Os velhos ultrapassaram correndo pelo futuro, e quando perceberam, sua felicidade voltou a permanecer no passado, na infância, como um sonho em engenharia reversa. Eu mesmo, me pego sonhando e pensando, como seria bom se aqueles sonhos já sonhados tivessem dado certo. Aí sonhamos sobre o que faríamos com os sonhos que deram certo. Sonhar olhando pra trás. Quem nunca?

Eu gosto de envelhecer, e também gosto de pensar na eternidade, coisa que de certo modo, para ser atingida, temos que passar naquela portinha apertadinha, onde a obesidade do desânimo nos impede de atravessar.

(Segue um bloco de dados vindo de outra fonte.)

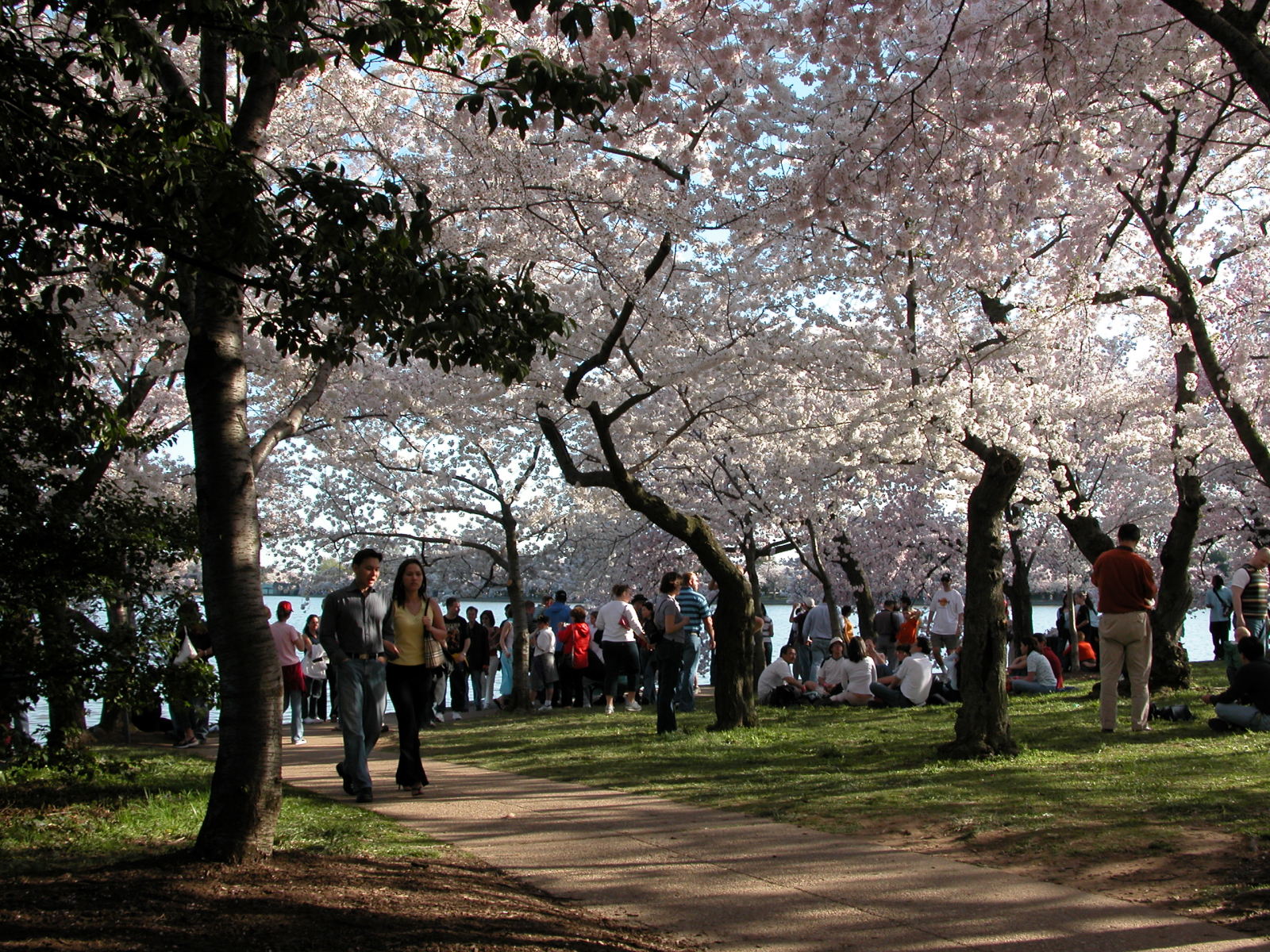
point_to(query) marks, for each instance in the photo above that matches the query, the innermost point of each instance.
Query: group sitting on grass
(856, 674)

Mas temos que chegar lá, então não tenho medo de morrer, pois todos os meus medos acontecem apenas durante o tempo em que eu estiver vivo: sofrimento, dor, angústia, fome, etc. Estes medos são reais, mas o descanso solene, esse não. Mesmo porque, estou envelhecendo rápido demais. Não é opinião minha, mas dos espelhos que debocham de mim quando os enfrento. Morremos sempre que deixamos de sonhar, mesmo que seja pelos nossos sonhos que não chegaram a acontecer. Há quem morra em vida e passa anos nessa condição. Há quem viva esperando a morte chegar, com a boca escancarada sem nenhum dente mais. E há quem faça empréstimo da vida que corre em turbilhão, pela gritaria dos netos e palavreado chulo dos jovens, ou pelo prazer em delongas ao olhar o verde da mata, ou estasiar-se diante de um broto que rasga a casca dura da árvore, atento a cada detalhe, como se fosse o último de tantos que perdemos, porque o tempo não nos deu tempo, e avida nos tomou da vida, enquanto perdidos em nossas reminiscências, envelhecemos, a não poder mais.